Pertanto, il giudice federale, al riparo da ogni possibile influenza così del Parlamento che del Presidente, una volta nominato è libero di esprimere le proprie indipendenti valutazioni.
Attualmente, il numero dei giudici è fissato in nove compreso il Presidente (‘Chief’).

P.S. 1
L’importanza della Corte Suprema nella vita politico istituzionale degli Stati Uniti non fu storicamente immediatamente colta dai suoi membri e, tantomeno, dai suoi primi Presidenti.
E’ solo con la nomina di John Marshall, poi in carica dal 1801 al 1835, che ci si rese conto dell’importanza della sua azione.
Marshall, insediato dallo sconfitto John Adams secondo leggenda la mezzanotte dell’ultimo giorno di permanenza in carica quale Presidente (in verità, leggermente prima), fu l’esponente del movimento federalista che più incise sulla politica americana proprio perché per trentacinque anni a capo della Corte Suprema, alla quale seppe dare consistenza e rilievo al di là dell’immaginabile.

P.S. 2
Spesso e particolarmente negli anni nei quali governava Franklin Delano Roosevelt, il potere politico ha cercato di prevaricare la Corte Suprema, mai, peraltro, riuscendovi.
Il predetto F.D. Roosevelt, contrariato da una serie di decisioni avverse, confermato per un secondo mandato nel 1936, considerata l’età dei sei membri a lui contrari in carica, propose che da quel momento il Presidente USA fosse autorizzato a nominare un giudice in soprannumero per ogni componente della Corte che avesse superato i settant’anni senza lasciare volontariamente l’incarico.
L’idea fu ritirata, tanto vibranti furono in proposito le rimostranze anche popolari.

P.S. 3
Memorabili i molti contrasti tra un Capo dello Stato designante un giudice e un Senato a lui contrapposto o, anche se recante una maggioranza a lui favorevole, ostile in una minoranza combattiva.
Gli ultimi in ordine di tempo quelli vissuti tra Donald Trump nel suo unico mandato e i Laticlavi democratici che, prima di comunque soccombere, si sono opposti in ogni possibile modo alla nomina prima di Neil Gorsuch, poi di Neil Kavanaugh e infine di Amy Coney Barrett.
Nomina che dovrebbe influire assolutamente sul futuro americano (lo ha già fatto con la Sentenza datata 24 giugno 2022 che ha cassato la Roe vs Wade in tema di aborto) essendo la teorica conseguente maggioranza ‘di destra’ forte e formata da persone abbastanza giovani.

A chiudere.
In non poche occasioni, ho sostenuto che il potere di ratifica che vanta il Senato in tema appunto di conferma dei giudici della Corte è una delle ragioni che porta nel giorno delle cosiddette votazioni presidenziali l’elettorato americano – non solamente tra le classi più alte ed avvertite essendo le questioni inerenti da molti conosciute e discusse – ad esprimersi per l’uno o per l’altro candidato.
Guardando difatti alle possibili prossime (giudici in procinto di dimettersi o molto in là con gli anni, ammalati…) nomine e naturalmente conoscendo le idee dei due partiti in merito e dei contendenti all’incarico, si può mettere sulla scheda una preferenza volta a far sì che gli eventuali nominati siano liberal o conservatori.
Tornando al citato Donald Trump, certamente nel 2016 una componente non trascurabile del suo elettorato lo preferì per fare in modo che (sapendo che con buone probabilità i giudici da nominare sarebbero stati più di uno) nella futura composizione della Corte i conservatori fossero in numero maggiore.
Cosa che non si è ripetuta nel 2020 avendo, come sopra detto, l’ultimo Presidente repubblicano fatto il pieno.

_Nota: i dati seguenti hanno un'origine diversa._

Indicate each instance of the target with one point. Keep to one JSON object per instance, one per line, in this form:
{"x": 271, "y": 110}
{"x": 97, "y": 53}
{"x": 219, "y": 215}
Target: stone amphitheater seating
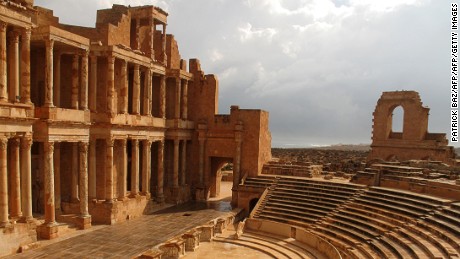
{"x": 363, "y": 222}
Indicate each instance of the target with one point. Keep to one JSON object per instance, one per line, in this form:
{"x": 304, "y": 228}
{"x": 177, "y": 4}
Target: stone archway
{"x": 216, "y": 177}
{"x": 414, "y": 142}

Non è corretto terminare qui il dire sul tema senza ricordare che in non poche circostanze giudici ritenuti conservatori si sono poi dimostrati in concreto o assolutamente liberal o tali in singole decisioni.
Molto più difficile il comportamento conservatore da parte dei più vicini alle posizioni cosiddette progressiste.